Twenty days into the war with Iran, the pace of operations is not slowing in any meaningful way. If anything, the tempo is increasing. Despite repeated claims from pundits and political commentators that the conflict is nearing some natural plateau, the public statements coming from both Washington and Jerusalem point in the opposite direction. U.S. and Israeli forces continue to expand the scale and depth of their campaign, targeting military infrastructure, industrial production, naval assets, and energy-related vulnerabilities inside Iran.

Defense Secretary Pete Hegseth said this morning that U.S. forces are still setting records for the number of targets struck per day. The Israelis have now reported approximately 8,500 targets hit since the conflict began, and by their own assessment they are not even halfway through the target set. That matters, because it underscores a basic reality that many casual observers miss: Iran is a vast country with deep infrastructure, difficult terrain, and a military architecture built over decades to absorb punishment and continue operating under pressure. This was never going to be resolved in a matter of days.

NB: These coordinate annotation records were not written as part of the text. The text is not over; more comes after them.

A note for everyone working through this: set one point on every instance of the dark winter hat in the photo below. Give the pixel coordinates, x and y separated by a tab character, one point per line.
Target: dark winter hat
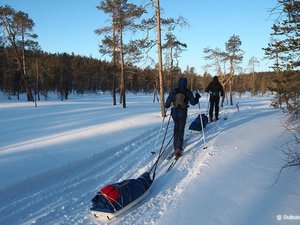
215	79
182	83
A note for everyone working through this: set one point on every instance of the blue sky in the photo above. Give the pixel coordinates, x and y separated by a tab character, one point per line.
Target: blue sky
68	26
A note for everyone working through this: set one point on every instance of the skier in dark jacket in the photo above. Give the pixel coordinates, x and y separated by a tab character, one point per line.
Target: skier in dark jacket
180	97
215	89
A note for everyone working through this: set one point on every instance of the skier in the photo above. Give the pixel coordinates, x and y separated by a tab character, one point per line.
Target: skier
215	89
180	97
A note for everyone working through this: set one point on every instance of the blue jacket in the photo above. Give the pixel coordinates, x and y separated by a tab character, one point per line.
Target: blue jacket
182	84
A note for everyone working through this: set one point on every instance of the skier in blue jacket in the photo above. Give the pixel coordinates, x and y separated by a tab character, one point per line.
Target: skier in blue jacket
179	98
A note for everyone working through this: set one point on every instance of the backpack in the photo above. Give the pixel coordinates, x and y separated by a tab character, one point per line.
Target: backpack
180	100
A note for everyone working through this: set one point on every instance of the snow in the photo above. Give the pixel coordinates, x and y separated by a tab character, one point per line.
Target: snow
54	158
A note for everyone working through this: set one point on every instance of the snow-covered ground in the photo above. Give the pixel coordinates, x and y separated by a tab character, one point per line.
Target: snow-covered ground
55	157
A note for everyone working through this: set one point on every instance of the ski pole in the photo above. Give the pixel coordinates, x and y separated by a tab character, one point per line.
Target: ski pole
204	142
160	151
153	152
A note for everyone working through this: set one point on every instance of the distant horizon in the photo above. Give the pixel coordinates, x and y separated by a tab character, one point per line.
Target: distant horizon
66	29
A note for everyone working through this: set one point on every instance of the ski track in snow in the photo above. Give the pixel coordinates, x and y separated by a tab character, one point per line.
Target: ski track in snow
63	195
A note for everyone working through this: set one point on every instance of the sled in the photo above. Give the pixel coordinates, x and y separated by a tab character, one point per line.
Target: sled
115	199
109	216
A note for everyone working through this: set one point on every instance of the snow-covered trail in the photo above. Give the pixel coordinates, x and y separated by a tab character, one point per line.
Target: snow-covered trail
60	193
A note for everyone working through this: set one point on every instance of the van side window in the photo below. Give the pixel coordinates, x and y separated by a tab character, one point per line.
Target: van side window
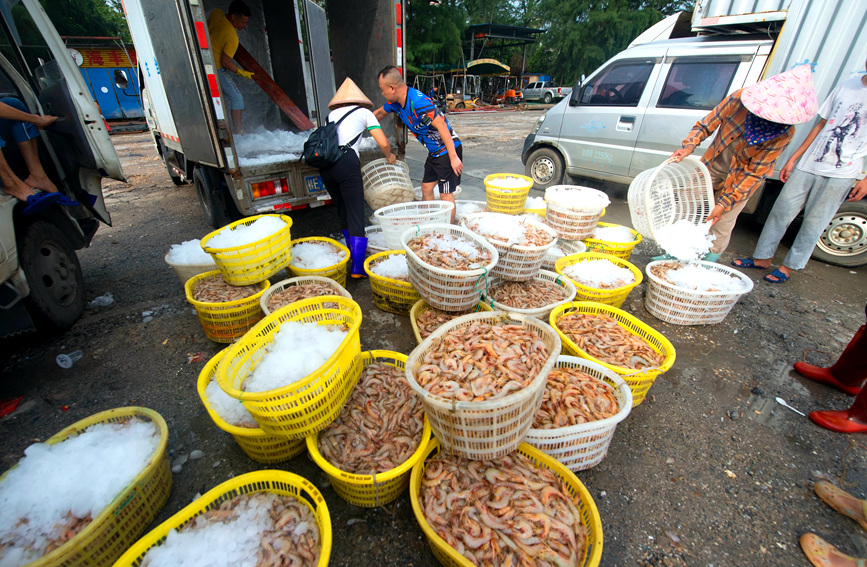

What has changed, however, is the scale of degradation already inflicted on Iran’s military capacity. According to the Pentagon, Iranian ballistic missile attacks against U.S. forces are down roughly 90 percent since the war began, and the same is reportedly true of one-way attack drones. That does not mean Iran has stopped firing. It means its capacity to sustain previous rates of attack has been severely reduced. Iran would be shooting much more if it still could. The fact that it cannot tells us something important about how much damage has already been done to its production lines, storage facilities, launch systems, and command structure.

The naval picture is even more striking. Hegseth stated that more than 120 Iranian naval vessels have been damaged or sunk, with battle damage assessments still pending on many others. Iran’s submarine fleet, once counted at eleven boats, has reportedly been eliminated as an effective fighting force. Its surface fleet is no longer a significant factor in the conflict, and its military ports have been badly crippled. In practical terms, that means Iran’s ability to project power at sea, mine shipping lanes, and sustain meaningful maritime pressure has been heavily reduced. U.S. Central Command continues to publish footage of strikes against Iranian boats in and around the Gulf, indicating that forces are still finding and destroying targets at sea rather than running out of them.

That point is worth emphasizing because one of the recurring narratives in recent days has been that the campaign is somehow reaching exhaustion. President Trump himself joked about the idea that there were “no targets left,” but the reality is exactly the opposite. There are many targets left, and the coalition is still expanding the strike list as Iranian assets are exposed, relocated, or activated in response to pressure.